Bev was also only mildly more committed to her children than their father, a man who, according to gossip, was a no-good transient figure hardly ever at home. Now that I was older I had reflected on the pieces of information Zach had let onto when we were kids, and understood he had a childhood containing periods of neglect and sometimes meanness. Mum said Dot was always worrying after the children and despairing at their upbringing. I didn’t know it at the time, but the reason she always brought me up to the farm around Christmas-time was on an ask from Dot, that the kids might make friends up here. Me and Zach got on like a house on fire, and while the slightly older Selene humoured us occasionally, mostly she was out in the barn with the farm horse or helping Jim or Dot. Their Mum would spend most of her time away from the farm down in the pubs in town. It was a contrast for the kids then, that my Mum took such an interest in them when she visited, and they seemed to dote on her in return.

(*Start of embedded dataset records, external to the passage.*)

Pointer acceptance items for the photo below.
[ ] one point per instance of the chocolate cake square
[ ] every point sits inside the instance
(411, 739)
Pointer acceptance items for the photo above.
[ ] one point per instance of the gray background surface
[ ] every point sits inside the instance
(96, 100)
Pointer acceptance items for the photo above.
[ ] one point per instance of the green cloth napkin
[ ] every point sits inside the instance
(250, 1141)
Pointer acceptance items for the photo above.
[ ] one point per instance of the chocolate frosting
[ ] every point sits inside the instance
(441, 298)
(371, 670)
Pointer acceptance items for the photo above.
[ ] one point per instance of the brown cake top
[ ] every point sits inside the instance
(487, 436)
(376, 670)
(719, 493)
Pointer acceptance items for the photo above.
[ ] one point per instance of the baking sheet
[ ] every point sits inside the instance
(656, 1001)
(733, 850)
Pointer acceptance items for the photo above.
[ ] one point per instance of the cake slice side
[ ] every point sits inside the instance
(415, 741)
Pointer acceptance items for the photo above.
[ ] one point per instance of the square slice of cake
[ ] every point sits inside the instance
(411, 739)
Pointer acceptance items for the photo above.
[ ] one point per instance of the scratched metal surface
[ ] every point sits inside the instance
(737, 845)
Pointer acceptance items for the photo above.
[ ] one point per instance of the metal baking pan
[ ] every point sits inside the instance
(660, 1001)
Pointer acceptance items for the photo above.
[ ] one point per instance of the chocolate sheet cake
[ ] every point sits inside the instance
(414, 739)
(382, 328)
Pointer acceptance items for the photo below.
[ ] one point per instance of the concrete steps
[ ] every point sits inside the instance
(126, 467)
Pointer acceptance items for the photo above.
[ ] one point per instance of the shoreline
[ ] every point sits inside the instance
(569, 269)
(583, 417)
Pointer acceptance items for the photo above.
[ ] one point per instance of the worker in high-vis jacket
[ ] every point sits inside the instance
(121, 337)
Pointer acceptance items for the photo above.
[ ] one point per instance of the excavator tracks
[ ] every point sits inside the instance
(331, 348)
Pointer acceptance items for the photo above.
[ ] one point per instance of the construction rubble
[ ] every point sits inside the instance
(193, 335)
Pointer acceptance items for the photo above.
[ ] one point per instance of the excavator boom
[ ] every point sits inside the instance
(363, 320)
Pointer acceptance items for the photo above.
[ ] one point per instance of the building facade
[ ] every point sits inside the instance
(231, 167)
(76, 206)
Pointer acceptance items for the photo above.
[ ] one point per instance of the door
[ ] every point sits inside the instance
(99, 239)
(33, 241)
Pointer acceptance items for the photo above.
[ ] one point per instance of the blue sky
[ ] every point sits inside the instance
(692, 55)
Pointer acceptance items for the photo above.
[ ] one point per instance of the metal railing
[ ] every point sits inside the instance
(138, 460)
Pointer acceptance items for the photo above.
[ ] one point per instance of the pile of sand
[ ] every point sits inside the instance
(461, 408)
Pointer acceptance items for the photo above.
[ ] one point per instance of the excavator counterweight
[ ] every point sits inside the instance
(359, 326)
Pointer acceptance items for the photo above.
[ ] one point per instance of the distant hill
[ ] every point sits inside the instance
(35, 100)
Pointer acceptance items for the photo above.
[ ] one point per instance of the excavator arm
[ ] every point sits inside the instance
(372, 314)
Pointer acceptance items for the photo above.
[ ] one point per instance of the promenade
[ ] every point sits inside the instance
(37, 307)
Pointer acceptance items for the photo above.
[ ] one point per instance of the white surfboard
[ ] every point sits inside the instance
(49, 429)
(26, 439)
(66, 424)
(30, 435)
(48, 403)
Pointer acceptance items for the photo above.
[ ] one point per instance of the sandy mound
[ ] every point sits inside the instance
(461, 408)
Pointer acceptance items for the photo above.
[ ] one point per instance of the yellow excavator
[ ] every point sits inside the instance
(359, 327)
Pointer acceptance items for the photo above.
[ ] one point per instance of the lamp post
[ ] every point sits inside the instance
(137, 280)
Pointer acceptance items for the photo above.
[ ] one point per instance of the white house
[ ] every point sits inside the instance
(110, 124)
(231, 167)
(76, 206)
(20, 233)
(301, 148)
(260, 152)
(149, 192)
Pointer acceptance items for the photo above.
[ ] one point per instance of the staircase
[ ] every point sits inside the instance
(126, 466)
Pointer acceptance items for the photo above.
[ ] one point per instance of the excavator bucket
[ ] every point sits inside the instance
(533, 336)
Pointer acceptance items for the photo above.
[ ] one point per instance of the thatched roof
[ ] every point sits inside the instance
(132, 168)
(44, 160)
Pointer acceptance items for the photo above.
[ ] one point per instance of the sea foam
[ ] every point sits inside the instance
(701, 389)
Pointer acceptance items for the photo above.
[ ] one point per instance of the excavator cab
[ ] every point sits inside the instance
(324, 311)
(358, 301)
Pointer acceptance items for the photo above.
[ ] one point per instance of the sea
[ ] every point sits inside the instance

A memory came to mind of a young Zach smiling shyly as Mum opened the enthusiastically but poorly wrapped present from him. She’d laughed in delighted pleasure as she pulled out a pair of fluffy earmuffs. The year before she had complained all Christmas about her ears always being cold and he’d remembered. He had confided in me that he’d saved some of his Christmas money from last year to buy them. Mum had kept those earmuffs for years until a baby Beanie had chewed them up the year before she’d died.

I was smiling at the memory as I rounded the corner of the church and nearly bumped into Mrs Sheila Jones, who’d orchestrated the meeting between me and Zach at the pub. She seemed to be everywhere recently.

“Oh, hello dear!” Sheila chirped, face rosy and hands full of flowers.

“Hello, Sheila. How are you doing? Are you on the rota for the church flowers this week?” I asked pleasantly.

“I most certainly am. Are you up here to see your mother?”

“I’ve just dropped by her Christmas arrangement.”

“Ah, I’m sure she’d love that. Always a delight when your mother did the church flowers, Robin. She did love her arrangements,” Sheila said, voice warm with nostalgia.